LONDON (AP) -- An all-British world heavyweight title showdown between Anthony Joshua and Tyson Fury in 2021 is a step closer.
Fury said Wednesday that an agreement has been reached with Joshua's camp on a two-fight deal between the current holders of the heavyweight belts.
''The biggest fight in British boxing history has just been agreed,'' Fury said in a video message posted on Twitter. ''Two-fight deal.''
Joshua's promoter, Eddie Hearn, earlier Wednesday told British broadcaster Sky Sports that the camps had agreed to two fights.
''We're in a good place,'' Hearn said. ''It's fair to say that, in principle, both guys have agreed to that fight. Two fights.''
Specific dates and venues have not been finalized and contracts have not been signed, but Hearn said the sides have agreed on the financial terms.

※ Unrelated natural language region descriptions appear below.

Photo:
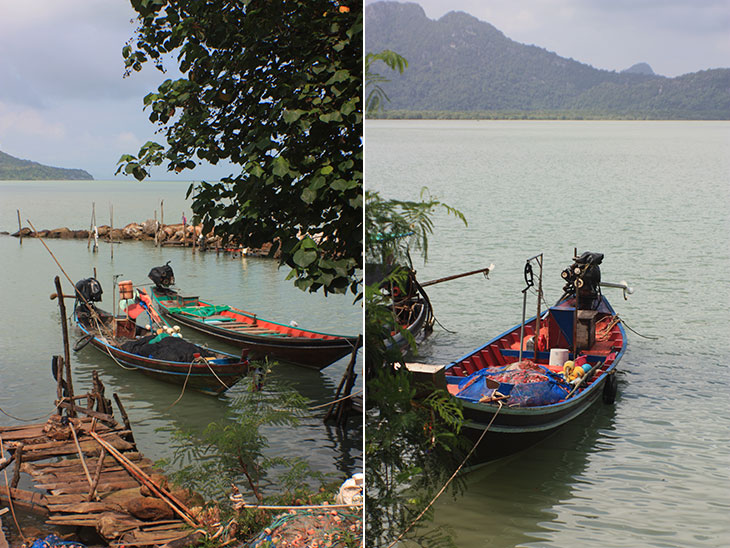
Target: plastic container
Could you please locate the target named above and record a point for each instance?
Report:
(558, 356)
(125, 290)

''The first fight could happen next summer,'' Hearn said, although he acknowledged that ''there is still a lot to overcome.''
First, Fury plans to fight Deontay Wilder for a third time. Fury's promoter, Bob Arum, told The Associated Press on Monday that Fury ''owes'' Wilder a third fight after claiming the WBC belt off the American with a seventh-round stoppage in February.
On Wednesday, Fury described a third Wilder fight as a ''hurdle.''
''I've just got to smash Deontay Wilder's face right in, in the next fight, and then we go into the Joshua fight next year,'' Fury said.
Arum, the CEO of Top Rank, said they're shooting for November or December. Only then would Fury turn his attention to Joshua, who is the WBA, IBF and WBO titleholder, Arum said.
Fury also has a mandatory title defense against Dillian Whyte. Joshua is also set to fight this year, against mandatory IBF challenger Kubrat Pulev.
Hearn said Joshua-Fury would be ''the biggest fight ever in British boxing.''
''It doesn't get bigger, and there will never be a bigger fight in our generation,'' Hearn said.
Both camps will be keen to hold the fights in packed venues, which is not possible today because of coronavirus restrictions. The Fury-Wilder rematch drew a sellout crowd in Las Vegas that set a record of more than $17 million for the live gate, which is separate from pay-per-view.